Acquisition of article information in ruby ​​scraping

Why do you need scraping?

Have you ever thought it would be interesting if you could create your own news site? If you can collect the information you want to know in one place, you can check all the information you want to know there once you open the site without having to check multiple sites. Such techniques can be achieved using scraping.

table of contents

What is scraping? Environment for scraping Basic code Element specification How to get image url by scraping

What is scraping?

Scraping is "collecting data and processing it so that it is easy to use." By utilizing scraping, information can be automatically collected from multiple web pages. As an image, you will be able to get articles from multiple sites like a news app. However, when using scraping, you may be exposed to copyright issues, so please use it at your own risk.

Environment for scraping

As for my environment ・ Rails 6.0.3.4 gem ・ Nokogiri I am using.

What is nokogiri

nokogiri is a library that is loved by people who use scraping. As a feature,

Install nokogiri

If you don't have nokogiri installed,

① In the gemfile

gem 'nokogiri'

Description of

② At the terminal

bundle install

To execute. Let's get into the scraping code as soon as we're done!

Basic code

The goal of this code is to get the title name from the article on the website and display it in the terminal.
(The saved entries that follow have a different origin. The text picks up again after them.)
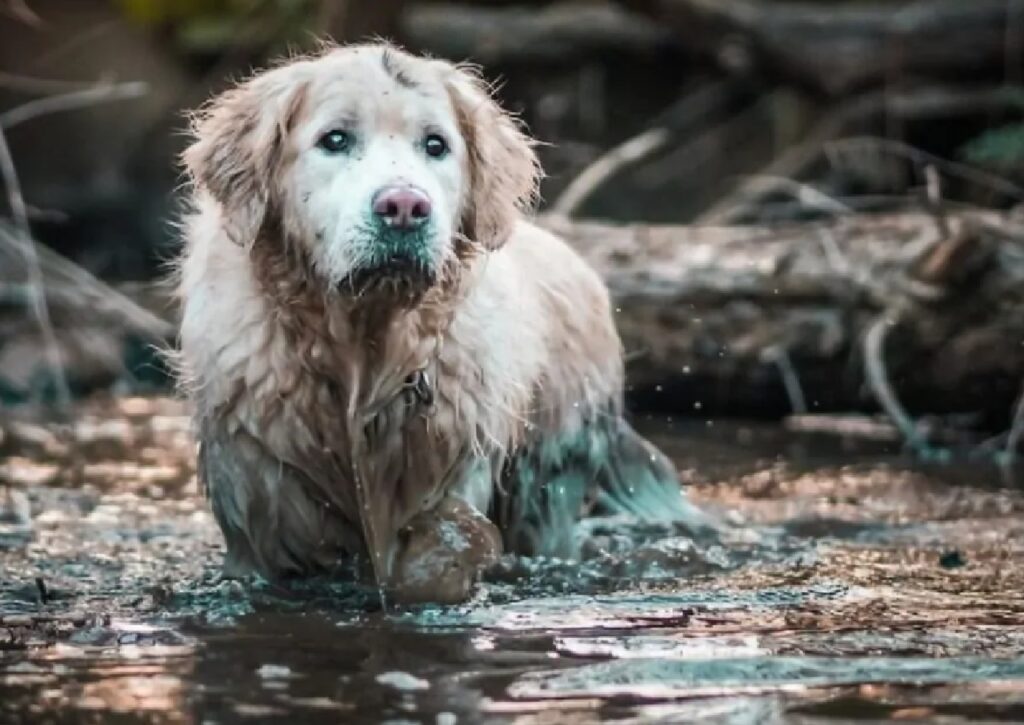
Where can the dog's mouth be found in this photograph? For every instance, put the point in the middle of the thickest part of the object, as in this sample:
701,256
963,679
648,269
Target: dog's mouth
400,276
URL of scraping destination url = 'https://news.yahoo.co.jp/pickup/6379353'

The code to display the title is It will be puts doc.title.

ruby test.rb


##Loading the library to access the URL
require 'open-uri'
#Loading the Nokogiri library
require 'nokogiri'

#URL of scraping destination
url = 'https://news.yahoo.co.jp/pickup/6379353'

charset = nil
html = open(url) do |f|
  charset = f.charset #Get character type
  f.read #Read html and pass it to variable html
end

#Parse html(analysis)To create an object
doc = Nokogiri::HTML.parse(html, nil, charset)
#Show title
puts doc.title
ruby test.rb

Let's run it immediately GoTo Travel to stop all over the country --Yahoo! News Is displayed, it is OK.

Element specification

Well, I have a question here, how GoTo Travel to stop all over the country --Yahoo! News Was it possible to get only the sentence? To find out, let's check the actual web page. https://news.yahoo.co.jp/pickup/6379353 When you open here スクリーンショット 2020-12-15 23.48.56.png A page like this opens.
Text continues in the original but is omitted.